Pour eux l’idée de l’homme ne se sépare pas de l’idée de l’ombre. La nuit se dit la sorgue; l’homme, l’orgue. L’homme est un dérivé de la nuit.

Ils ont pris l’habitude de considérer la société comme une atmosphère qui les tue, comme une force fatale, et ils parlent de leur liberté comme on parlerait de sa santé. Un homme arrêté est un malade ; un homme condamné est un mort.

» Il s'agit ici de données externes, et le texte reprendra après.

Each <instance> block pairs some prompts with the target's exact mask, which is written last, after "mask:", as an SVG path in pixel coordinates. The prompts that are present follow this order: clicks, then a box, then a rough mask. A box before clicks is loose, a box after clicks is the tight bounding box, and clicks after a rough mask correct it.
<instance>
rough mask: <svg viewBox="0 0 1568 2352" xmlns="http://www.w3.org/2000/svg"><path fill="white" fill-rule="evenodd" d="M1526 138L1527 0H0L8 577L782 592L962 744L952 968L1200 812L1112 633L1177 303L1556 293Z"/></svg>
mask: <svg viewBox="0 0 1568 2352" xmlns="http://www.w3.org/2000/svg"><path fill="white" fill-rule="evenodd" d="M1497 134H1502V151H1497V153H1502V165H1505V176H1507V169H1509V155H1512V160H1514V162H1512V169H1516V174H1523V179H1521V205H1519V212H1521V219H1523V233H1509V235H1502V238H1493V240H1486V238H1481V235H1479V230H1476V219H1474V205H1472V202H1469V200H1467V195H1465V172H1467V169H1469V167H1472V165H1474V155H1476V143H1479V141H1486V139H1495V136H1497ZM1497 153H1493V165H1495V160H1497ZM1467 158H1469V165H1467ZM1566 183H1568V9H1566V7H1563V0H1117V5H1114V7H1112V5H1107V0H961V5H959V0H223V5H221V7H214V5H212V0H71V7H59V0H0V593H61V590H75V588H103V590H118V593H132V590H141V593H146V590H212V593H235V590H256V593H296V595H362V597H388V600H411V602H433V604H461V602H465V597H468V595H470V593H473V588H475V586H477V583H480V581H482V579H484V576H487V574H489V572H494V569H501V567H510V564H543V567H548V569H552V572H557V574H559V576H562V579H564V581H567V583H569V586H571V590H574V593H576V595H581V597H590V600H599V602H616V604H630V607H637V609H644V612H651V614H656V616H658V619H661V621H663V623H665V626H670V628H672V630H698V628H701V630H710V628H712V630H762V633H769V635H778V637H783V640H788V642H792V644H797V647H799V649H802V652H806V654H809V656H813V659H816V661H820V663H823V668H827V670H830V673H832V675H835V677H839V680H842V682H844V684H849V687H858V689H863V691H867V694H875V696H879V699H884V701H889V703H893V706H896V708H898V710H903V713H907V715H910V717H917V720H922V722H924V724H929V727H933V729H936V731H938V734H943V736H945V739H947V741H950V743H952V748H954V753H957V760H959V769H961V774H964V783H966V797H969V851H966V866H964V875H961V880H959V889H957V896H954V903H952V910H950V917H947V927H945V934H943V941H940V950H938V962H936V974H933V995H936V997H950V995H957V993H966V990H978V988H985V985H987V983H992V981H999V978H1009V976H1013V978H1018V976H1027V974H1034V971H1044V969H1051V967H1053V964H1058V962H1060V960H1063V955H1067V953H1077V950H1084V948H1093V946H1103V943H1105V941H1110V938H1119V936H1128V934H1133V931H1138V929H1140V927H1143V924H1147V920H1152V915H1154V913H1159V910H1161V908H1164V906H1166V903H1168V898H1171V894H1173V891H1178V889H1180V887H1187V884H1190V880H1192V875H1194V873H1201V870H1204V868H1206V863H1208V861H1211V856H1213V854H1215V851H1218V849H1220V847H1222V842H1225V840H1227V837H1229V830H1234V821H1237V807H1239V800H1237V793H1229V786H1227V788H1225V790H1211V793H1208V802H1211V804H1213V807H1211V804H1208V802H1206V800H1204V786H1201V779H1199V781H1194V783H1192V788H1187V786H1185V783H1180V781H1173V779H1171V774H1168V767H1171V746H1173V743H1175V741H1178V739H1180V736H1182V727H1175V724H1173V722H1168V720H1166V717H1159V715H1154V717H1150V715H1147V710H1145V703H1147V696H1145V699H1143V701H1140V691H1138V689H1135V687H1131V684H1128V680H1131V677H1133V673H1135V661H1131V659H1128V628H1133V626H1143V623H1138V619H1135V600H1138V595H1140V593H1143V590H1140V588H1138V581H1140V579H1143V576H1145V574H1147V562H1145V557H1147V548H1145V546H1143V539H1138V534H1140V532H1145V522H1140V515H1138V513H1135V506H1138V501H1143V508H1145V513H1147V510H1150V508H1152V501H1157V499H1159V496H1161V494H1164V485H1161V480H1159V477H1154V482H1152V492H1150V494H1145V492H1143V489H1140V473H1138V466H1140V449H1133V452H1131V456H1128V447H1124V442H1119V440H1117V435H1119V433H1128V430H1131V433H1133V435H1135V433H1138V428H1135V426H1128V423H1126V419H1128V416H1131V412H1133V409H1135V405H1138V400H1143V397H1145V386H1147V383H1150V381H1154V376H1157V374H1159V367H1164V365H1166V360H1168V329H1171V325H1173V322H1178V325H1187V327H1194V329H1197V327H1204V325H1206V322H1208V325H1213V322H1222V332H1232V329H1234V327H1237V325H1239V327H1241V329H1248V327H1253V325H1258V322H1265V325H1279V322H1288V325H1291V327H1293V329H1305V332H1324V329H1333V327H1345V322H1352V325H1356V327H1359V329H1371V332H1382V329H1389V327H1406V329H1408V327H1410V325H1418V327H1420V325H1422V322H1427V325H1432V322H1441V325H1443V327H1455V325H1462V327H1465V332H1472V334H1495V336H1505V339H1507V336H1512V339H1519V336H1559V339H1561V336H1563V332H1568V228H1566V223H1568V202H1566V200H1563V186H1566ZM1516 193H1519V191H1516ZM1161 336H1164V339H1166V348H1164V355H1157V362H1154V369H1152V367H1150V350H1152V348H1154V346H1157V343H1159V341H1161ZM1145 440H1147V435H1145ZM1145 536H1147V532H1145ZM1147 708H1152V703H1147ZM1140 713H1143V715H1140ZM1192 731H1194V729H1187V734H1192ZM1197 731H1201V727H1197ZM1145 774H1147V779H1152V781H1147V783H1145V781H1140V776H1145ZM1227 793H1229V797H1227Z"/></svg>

Ce qu’il y a de plus terrible pour le prisonnier dans les quatre murs de pierre qui l’ensevelissent, c’est une sorte de chasteté glaciale; il appelle le cachot, le castus. – Dans ce lieu funèbre, c’est toujours sous son aspect le plus riant que la vie extérieure apparaît. Le prisonnier a des fers aux pieds; vous croyez peut-être qu’il songe que c’est avec les pieds qu’on marche? non, il songe que c’est avec les pieds qu’on danse; aussi, qu’il parvienne à scier ses fers, sa première idée est que maintenant il peut danser, et il appelle la scie un bastringue. – Un nom est un centre ; profonde assimilation. – Le bandit a deux têtes, l’une qui raisonne ses actions et le mène pendant toute sa vie, l’autre qu’il a sur ses épaules, le jour de sa mort; il appelle la tête qui lui conseille le crime, la sorbonne, et la tête qui l’expie, la tronche. – Quand un homme n’a plus que des guenilles sur le corps et des vices dans le cœur, quand il est arrivé à cette double dégradation matérielle et morale que caractérise dans ses deux acceptions le mot gueux, il est à point pour le crime, il est comme un couteau bien affilé; il a deux tranchants, sa détresse et sa méchanceté; aussi l’argot ne dit pas «un gueux»; il dit un réguisé. – Qu’est-ce que le bagne? un brasier de damnation, un enfer. Le forçat s’appelle un fagot. – Enfin, quel nom les malfaiteurs donnent-ils à la prison? le collège. Tout un système pénitentiaire peut sortir de ce mot.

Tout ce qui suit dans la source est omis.